田騰掃視眾人,緩緩道:“你們也都聽到了。蕭諫紙帶領部下潛入宮內,不說其他,僅此一條,便是死罪。聖人為此龍顏大怒,令雜家徹查此案。雜家這裏有一份名單,念到名字的便先站出來。”從袖中取出一道文函,遞給了宣詔太監。
紫衣監眾人頓時都是顯出驚駭之色。
此時大家明白過來,田騰剛一上任,就要清除異己,對紫衣監進行一番大清洗。
“聽到名字的站起來。”宣詔太監高聲道:“李長山,魏旭......賀梁......!”念了五六個名字,院內卻是一片死寂,竟無一人站起身。
田騰冷笑道:“紫衣監內果然是叛黨眾多,對聖人的旨意視若罔聞。”
卻見到人群中緩緩站起一人,冷聲道:“田公公,聖人的旨意,紫衣監絕不敢違抗。不過你說衛監大人和兩位少監大人謀反,可有證據?他們效忠聖人多年,勤勤懇懇兢兢業業,別人信不信我管不著,可是我絕不相信他們是叛逆。”
“哦?”田騰從袖中掏出一方手帕,輕拭嘴角,淡淡道:“你是在為蕭諫紙他們喊冤?”
“魏總管統領紫衣監近二十年,如果他要辭去總管之位,我們也不至於一無所知。”那人骨頭倒是極硬,毫無畏懼道:“如今莫名其妙換了一位總管,突兀異常,我們看不明白。”
田騰冷笑道:“你的意思是說,朝廷要任免官員,必須先要讓你知曉?你是什麼東西?”
那人還要爭辯,楊複沉聲喝道:“賀梁,住口!”向田騰道:“田總管,賀梁心直口快,並無不敬之意,還請總管恕罪。”
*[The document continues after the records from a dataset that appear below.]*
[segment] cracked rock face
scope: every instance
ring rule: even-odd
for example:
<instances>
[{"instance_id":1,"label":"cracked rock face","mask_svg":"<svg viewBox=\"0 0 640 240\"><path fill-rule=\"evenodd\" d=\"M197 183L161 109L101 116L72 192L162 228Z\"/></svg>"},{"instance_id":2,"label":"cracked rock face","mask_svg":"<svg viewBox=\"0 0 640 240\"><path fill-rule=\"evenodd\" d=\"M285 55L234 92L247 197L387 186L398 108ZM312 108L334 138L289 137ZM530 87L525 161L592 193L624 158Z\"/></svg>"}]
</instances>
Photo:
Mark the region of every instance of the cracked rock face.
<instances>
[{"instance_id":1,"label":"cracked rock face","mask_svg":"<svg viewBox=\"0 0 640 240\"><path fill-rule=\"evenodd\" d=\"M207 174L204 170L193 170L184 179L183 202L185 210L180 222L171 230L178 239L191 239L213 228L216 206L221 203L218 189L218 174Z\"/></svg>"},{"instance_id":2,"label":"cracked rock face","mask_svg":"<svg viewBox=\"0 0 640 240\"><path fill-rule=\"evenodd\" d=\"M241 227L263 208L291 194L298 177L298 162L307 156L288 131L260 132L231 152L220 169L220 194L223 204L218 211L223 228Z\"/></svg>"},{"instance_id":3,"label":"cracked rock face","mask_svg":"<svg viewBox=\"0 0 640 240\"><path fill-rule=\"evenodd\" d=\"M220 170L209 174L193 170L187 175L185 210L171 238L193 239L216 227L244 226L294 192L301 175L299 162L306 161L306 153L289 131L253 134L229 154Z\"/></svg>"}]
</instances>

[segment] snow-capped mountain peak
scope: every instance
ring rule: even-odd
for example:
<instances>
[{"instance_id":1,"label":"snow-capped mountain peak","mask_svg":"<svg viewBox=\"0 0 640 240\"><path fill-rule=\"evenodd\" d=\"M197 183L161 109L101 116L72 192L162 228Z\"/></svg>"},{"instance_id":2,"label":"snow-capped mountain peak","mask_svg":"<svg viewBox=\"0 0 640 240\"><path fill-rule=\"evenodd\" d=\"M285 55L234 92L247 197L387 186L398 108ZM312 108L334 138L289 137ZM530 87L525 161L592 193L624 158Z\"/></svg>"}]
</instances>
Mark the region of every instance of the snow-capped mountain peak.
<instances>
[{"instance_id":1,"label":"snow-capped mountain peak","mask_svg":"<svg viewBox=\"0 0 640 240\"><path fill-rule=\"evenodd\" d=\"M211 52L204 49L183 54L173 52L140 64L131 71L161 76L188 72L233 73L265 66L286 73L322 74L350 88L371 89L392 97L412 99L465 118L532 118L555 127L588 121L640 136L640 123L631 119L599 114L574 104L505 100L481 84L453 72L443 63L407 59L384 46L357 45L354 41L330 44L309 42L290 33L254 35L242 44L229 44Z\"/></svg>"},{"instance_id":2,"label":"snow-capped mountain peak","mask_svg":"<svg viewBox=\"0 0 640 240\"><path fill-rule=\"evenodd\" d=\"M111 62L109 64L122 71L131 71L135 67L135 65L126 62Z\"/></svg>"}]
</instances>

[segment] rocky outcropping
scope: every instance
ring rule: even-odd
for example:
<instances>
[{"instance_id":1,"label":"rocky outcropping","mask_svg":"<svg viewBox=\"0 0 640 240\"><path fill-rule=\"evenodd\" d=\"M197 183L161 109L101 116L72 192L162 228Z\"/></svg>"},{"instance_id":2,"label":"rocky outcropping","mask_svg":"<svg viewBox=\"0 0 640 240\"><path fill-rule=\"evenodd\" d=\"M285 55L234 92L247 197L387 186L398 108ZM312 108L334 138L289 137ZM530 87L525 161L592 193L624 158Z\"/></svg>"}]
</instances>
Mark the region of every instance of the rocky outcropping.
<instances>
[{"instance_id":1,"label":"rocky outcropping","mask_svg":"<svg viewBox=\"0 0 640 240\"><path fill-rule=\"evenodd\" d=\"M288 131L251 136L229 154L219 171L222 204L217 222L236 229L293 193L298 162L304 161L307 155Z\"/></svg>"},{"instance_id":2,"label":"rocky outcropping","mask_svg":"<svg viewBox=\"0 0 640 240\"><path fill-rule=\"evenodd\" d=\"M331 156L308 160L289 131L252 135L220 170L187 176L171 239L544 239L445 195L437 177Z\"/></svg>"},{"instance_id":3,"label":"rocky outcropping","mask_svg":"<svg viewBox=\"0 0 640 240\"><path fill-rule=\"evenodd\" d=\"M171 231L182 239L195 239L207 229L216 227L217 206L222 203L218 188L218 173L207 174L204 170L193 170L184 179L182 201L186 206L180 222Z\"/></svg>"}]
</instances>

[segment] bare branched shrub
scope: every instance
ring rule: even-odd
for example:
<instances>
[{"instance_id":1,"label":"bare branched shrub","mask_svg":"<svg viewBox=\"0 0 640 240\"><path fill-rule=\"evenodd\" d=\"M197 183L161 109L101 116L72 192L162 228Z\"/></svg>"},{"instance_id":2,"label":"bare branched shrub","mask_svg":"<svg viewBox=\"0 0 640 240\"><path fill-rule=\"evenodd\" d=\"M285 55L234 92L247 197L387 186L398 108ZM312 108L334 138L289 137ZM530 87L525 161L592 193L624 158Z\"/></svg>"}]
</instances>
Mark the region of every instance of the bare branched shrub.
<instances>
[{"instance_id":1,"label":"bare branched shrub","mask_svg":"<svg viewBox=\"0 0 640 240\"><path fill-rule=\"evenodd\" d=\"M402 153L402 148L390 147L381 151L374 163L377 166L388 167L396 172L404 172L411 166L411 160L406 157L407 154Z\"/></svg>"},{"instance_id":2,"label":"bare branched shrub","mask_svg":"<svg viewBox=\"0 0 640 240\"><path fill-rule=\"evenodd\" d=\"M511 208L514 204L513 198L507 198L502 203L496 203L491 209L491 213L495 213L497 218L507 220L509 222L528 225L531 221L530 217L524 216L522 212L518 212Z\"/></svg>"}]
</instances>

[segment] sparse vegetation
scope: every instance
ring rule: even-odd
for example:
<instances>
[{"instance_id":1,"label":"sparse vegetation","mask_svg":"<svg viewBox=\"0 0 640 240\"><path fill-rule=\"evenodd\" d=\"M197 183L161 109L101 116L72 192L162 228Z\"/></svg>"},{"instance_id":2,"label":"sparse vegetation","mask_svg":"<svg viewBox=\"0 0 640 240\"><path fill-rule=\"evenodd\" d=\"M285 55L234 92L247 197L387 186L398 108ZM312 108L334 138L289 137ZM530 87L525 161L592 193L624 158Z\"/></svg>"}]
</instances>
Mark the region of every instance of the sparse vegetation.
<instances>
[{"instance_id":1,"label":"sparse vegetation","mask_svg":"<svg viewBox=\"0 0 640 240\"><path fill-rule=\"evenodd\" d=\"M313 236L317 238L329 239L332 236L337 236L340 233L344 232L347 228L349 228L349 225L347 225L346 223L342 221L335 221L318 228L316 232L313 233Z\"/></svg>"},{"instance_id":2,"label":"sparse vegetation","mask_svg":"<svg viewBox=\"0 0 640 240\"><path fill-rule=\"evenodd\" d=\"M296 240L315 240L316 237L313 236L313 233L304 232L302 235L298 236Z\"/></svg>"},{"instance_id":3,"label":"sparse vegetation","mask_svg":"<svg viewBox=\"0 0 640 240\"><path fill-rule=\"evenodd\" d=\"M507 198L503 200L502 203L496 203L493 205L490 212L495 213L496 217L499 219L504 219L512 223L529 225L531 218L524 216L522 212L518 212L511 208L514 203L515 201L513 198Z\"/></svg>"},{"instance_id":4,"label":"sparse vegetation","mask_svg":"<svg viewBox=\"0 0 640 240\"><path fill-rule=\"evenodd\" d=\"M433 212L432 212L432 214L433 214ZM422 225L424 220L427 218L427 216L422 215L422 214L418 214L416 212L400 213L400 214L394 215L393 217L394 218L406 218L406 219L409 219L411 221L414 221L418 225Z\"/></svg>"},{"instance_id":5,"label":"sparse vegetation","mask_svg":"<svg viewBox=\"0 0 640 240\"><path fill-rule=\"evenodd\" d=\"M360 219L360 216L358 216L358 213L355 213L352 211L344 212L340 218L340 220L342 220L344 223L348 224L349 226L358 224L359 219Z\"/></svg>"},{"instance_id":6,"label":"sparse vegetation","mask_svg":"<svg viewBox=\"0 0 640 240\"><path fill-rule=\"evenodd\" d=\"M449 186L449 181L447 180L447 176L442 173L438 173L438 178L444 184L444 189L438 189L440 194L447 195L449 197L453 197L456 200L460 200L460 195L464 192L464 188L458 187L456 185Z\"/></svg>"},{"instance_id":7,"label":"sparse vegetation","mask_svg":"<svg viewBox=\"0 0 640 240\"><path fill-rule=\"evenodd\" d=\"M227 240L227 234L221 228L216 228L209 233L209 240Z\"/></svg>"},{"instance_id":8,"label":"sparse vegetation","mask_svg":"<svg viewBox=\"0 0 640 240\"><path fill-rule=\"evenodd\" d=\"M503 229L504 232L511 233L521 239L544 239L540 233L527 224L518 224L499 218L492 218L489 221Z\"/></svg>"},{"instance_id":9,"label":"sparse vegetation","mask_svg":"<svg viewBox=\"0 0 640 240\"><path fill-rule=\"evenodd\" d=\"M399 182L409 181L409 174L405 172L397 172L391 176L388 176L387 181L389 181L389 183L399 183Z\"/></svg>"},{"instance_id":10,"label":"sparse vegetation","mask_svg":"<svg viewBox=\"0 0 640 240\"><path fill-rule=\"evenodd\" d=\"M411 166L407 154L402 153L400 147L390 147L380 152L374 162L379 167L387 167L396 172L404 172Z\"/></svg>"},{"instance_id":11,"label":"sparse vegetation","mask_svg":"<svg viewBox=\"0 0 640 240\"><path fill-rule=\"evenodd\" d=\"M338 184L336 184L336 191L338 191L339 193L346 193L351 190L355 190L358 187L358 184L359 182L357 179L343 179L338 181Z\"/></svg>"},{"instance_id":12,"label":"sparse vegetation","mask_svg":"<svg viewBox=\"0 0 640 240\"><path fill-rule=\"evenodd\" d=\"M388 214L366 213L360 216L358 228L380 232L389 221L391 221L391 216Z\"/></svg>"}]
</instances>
“梁寬?”田騰冷哼一聲:“怪不得要為叛賊鳴冤,原來是同黨。來人,先將此人拿下!”
身邊那將領一揮手,後麵數名武士衝上前去,梁寬卻已經拔出佩刀,叫道:“你們顛倒黑白,禍亂京都,我絕不屈服。”
他這一叫,隻聽“嗆嗆嗆”之聲響起,跪在地上的紫衣監吏員之中,卻是有七八人拔刀出鞘,站起來欲要拚殺。
也便在此時,卻聽得腳步聲響,眾人循聲看過去,卻見到大批的武-衛官兵已經從四周包圍過來。
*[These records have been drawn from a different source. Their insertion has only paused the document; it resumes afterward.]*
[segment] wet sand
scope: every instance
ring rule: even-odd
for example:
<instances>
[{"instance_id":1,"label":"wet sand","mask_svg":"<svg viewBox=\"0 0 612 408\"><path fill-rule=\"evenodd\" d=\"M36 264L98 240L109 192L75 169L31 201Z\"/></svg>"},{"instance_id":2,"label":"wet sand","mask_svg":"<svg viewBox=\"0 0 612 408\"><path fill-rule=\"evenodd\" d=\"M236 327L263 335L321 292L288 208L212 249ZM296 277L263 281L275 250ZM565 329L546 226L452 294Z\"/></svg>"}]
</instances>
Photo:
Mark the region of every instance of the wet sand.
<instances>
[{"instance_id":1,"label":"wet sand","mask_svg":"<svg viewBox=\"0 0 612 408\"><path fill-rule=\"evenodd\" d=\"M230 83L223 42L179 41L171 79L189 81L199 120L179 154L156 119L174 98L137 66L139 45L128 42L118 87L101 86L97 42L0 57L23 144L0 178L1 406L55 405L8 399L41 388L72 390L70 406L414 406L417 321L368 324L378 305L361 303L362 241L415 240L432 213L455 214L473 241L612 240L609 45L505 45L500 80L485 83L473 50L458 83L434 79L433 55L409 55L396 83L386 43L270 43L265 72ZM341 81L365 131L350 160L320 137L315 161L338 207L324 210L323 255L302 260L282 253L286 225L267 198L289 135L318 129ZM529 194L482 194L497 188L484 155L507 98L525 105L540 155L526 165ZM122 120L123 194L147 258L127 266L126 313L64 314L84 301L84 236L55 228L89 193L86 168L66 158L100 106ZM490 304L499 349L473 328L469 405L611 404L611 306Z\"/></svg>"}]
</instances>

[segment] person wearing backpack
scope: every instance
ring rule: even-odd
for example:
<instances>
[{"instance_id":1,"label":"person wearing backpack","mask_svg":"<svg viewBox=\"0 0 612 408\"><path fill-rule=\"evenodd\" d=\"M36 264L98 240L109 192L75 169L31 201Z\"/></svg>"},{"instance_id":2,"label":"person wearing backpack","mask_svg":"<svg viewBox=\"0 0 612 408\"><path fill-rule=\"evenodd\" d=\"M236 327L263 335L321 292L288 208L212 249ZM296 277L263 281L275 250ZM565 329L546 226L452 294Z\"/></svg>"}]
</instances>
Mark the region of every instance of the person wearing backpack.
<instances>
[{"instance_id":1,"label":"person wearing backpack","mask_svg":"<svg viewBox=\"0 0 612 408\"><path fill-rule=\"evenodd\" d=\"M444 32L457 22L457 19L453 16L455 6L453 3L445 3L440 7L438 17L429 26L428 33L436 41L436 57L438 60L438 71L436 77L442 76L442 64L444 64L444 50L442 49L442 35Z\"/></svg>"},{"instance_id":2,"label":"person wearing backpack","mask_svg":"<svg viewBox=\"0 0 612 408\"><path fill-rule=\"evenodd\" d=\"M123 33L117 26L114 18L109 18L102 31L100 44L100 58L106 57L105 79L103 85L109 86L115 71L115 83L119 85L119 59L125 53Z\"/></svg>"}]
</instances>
紫衣監的官吏全都被集中到前院,衙署周圍已經沒有防禦,這些武-衛官兵自然是趁機進入了衙署之內,包圍到前院來。
眾人都是變色,轉眼之間,周圍已經是黑壓壓的武-衛官兵,持矛握刀,如狼似虎。
“聖人英明,紫衣監果然隱藏大批叛賊。”田騰見得官兵將紫衣監官吏們團團圍住,頓時底氣十足,抬手指著那幾個站起來的官吏道:“你們違抗聖旨,自然都是叛黨。”掃視其他人,問道:“還有誰是他們的黨羽,盡管站出來。”
上百名紫衣監官吏之中,卻有不少好手,而且眾人的兵器都在身上,若是放手一搏,卻也未必不能殺出一條血路。
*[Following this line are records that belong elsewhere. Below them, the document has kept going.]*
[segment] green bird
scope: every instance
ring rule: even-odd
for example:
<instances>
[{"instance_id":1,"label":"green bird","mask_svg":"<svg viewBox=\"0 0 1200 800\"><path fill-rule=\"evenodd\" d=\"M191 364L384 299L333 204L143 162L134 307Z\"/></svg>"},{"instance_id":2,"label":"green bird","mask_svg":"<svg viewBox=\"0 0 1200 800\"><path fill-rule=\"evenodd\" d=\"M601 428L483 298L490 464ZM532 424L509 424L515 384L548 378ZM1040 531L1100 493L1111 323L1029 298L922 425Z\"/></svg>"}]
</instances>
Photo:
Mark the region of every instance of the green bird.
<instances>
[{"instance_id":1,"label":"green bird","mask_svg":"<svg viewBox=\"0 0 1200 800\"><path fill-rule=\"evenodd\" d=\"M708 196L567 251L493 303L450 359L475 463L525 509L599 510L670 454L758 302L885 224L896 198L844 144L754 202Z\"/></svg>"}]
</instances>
可是所有人都明白,就算能從紫衣監突圍出去,卻也逃不出京都。
對方既然今晚對紫衣監動手,肯定是做好了充分的準備。
若是正麵拚殺,紫衣監自然就被扣實了謀反。到時候這上百號人可就一個也活不了。
“兵器都交出來。”一直沒有開口的那名武-衛統領終於冷聲道:“否則以叛黨論處。”說完,卻是直直盯著楊複,雙眸之中殺意凜然。
楊複環顧一圈,周圍都是虎視眈眈的武-衛官兵,再回頭看了一眼紫衣監同僚,見到眾人也都是看著自己。
他心中清楚,自己隻要拔刀衝上前,這後麵必然有一堆人跟隨自己血戰。
但結果必將對紫衣監造成毀滅性的災難。
田騰也是盯著楊複,冷聲道:“楊校旗,你想造反嗎?”
楊複身體一震,終是解下佩刀,丟到前麵。
紫衣監官吏們的士氣頓時降到穀底,許多人顯出絕望之色。
隨即便有第二個人將兵器丟了出去,很快,一陣蹌噹之聲大作,大部分官吏都交出了手中的兵器,另有少部分人還在猶豫,唯有先前站起的那幾人卻是握緊佩刀,完全沒有繳械的意思。